Sponsors should stop trying to settle people's puzzling minds with dead ends and unconvincing 'science'. If they really want to settle people's minds, they should run (and make public) decent investigative research into autism and substances that might account for its symptoms, taken one-by-one as well as together (for instance demyelinisation, brain cell death, enzymatic oddities). A list of causal agents could then be compared to autistic population data to try to narrow down most likely culprits. Of course, I have a feeling mercury will still be high on the list. But the call for research shouldn't start with a bias. And it may be that pesticides also figure high.

You won't read anything like this if you stay on the sponsored path. It's a shame, because asking questions is the road to understanding. Alas, some sites (or rather paid advertisements) seem determined to block the road.

Happily, after a friend suggested it, this morning I purchased the domain www.somethingcausesautism.com and had it redirected here. At the very least people reading this blog might be inclined to question sponsored 'facts'... If not, then at least I've done no harm. After all, there's no such thing as reading too widely when it comes to a condition medical science admits is still fundamentally a mystery.

Something causes autism.

Monday, February 7, 2011

Naphthalene warning because of a gene mutation: 'catastrophic brain injuries'...

We-hell.

Under 'Mothball warning sounded by experts', yesterday's Sydney Morning Herald (Fairfax, Feb 7, 2011, page 3, print) ran an article by Kelly Burke about naphthalene.

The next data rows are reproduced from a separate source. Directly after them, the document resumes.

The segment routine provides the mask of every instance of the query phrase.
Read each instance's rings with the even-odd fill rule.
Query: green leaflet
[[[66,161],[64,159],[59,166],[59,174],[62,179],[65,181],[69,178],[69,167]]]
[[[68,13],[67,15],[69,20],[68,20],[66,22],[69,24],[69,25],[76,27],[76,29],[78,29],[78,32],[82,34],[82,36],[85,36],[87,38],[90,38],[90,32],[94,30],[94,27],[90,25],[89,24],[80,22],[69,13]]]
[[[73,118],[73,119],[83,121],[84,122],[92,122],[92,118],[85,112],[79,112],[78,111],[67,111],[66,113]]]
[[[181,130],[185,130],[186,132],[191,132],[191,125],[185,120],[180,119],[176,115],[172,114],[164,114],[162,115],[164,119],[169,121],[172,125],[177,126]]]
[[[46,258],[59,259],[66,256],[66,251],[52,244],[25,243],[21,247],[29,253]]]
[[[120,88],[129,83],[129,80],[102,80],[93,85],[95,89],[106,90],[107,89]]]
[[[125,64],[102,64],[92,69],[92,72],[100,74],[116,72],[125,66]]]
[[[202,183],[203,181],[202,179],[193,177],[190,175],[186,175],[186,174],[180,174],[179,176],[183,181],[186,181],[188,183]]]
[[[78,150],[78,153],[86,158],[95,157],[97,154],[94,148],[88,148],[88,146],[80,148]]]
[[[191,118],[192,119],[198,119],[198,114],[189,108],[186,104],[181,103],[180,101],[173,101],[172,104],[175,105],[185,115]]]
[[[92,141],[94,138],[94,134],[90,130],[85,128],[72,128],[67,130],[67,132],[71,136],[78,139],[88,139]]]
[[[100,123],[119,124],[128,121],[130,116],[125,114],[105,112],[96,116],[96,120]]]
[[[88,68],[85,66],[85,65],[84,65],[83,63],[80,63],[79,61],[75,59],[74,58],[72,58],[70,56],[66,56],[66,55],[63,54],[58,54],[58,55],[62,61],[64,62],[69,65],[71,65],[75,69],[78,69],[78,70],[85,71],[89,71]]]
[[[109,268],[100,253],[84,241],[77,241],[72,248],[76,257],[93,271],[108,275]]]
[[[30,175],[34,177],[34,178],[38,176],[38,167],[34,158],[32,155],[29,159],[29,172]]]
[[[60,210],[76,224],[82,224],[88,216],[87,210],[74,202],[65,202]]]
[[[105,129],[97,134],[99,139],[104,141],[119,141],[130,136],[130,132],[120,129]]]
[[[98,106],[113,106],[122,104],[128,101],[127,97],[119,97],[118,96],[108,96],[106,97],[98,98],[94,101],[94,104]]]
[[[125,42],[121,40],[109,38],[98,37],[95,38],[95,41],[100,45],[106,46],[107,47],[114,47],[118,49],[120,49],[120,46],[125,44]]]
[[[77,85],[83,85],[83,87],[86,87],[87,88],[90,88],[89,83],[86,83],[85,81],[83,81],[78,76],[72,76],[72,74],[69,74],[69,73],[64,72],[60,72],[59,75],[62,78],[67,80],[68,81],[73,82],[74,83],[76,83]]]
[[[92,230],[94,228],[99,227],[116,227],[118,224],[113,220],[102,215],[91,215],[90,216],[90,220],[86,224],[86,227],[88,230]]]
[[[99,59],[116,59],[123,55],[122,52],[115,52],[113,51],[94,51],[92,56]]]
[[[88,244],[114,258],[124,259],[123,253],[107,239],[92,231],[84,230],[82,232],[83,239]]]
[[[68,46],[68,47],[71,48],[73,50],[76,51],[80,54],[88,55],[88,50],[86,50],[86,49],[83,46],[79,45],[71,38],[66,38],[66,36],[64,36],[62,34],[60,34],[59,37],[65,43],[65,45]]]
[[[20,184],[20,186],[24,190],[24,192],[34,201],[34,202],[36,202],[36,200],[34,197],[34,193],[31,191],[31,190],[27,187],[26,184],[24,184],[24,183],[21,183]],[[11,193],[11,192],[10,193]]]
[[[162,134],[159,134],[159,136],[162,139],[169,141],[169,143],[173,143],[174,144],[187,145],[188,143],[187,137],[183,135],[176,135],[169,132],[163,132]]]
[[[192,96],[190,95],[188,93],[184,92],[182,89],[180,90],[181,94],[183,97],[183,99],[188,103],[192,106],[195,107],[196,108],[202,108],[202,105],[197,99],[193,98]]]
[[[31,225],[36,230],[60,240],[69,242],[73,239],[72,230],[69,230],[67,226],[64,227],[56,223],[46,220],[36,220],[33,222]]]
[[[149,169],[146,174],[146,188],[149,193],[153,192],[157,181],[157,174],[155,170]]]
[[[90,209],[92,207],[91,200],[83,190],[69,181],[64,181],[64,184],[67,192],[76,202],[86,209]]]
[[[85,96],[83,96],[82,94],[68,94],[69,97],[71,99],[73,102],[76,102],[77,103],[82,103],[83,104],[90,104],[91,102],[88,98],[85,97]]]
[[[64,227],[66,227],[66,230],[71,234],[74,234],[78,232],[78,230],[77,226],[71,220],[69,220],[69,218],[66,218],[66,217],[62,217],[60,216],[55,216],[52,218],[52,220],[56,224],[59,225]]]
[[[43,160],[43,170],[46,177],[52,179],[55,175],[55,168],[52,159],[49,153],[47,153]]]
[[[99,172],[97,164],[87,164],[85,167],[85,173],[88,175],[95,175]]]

Describing one infant death and two others developing 'kernicterus, a debilitating disorder which [...] leads to profound brain damage in infants with a common gene defect' after exposure to naphthalene, the article makes terrifyingly clear the possible link between genetic mutations and environmental toxin sensitivity.

Indeed after reading the experts' view on naphthalene being so toxic it should be banned, it becomes clear that 'gene defect' may not be the right way to describe the mutation involved. As mentioned later in the article, that very same 'defect' is carried by 'as many as one in 20 people of Asian, African, Middle Eastern and Mediterranean descent' and confers protection from malaria.

The paediatricians don't say the 'gene defect' means those at risk of catastrophic brain injury from naphthalene should suck it up. Humanely, in my view, they instead advocate the withdrawal of naphthalene. It's tempting to compare this to what's happening (or not) with autism, where even as it's known that something environmental contributes, interest in locating and removing that factor seems nonexistent.

It's funny, isn't it? If your genes, however sturdy they may be in the face of other challenges, are susceptible to a particular toxin, they're labelled 'defective'. Yet toxins such as naphthalene and mercury are still powerfully lethal even in small doses to supposedly 'normal' people. If a toxin is this powerful, it seems to me that the 'defect' isn't in the gene that renders someone extra-susceptible to it, but in the overarching science that fails to ensure product safety across all genetic types.

Of course, banning a product is just one way to go. The other way is to accept that those poor 'defect' carriers (who would be great survivors of malaria) are allowed to die out. But the end point of that chain of decisions would surely be the accumulation of the toxin to a point where other gene-types become noticeably affected too.

Maybe with autism we've already reached that point?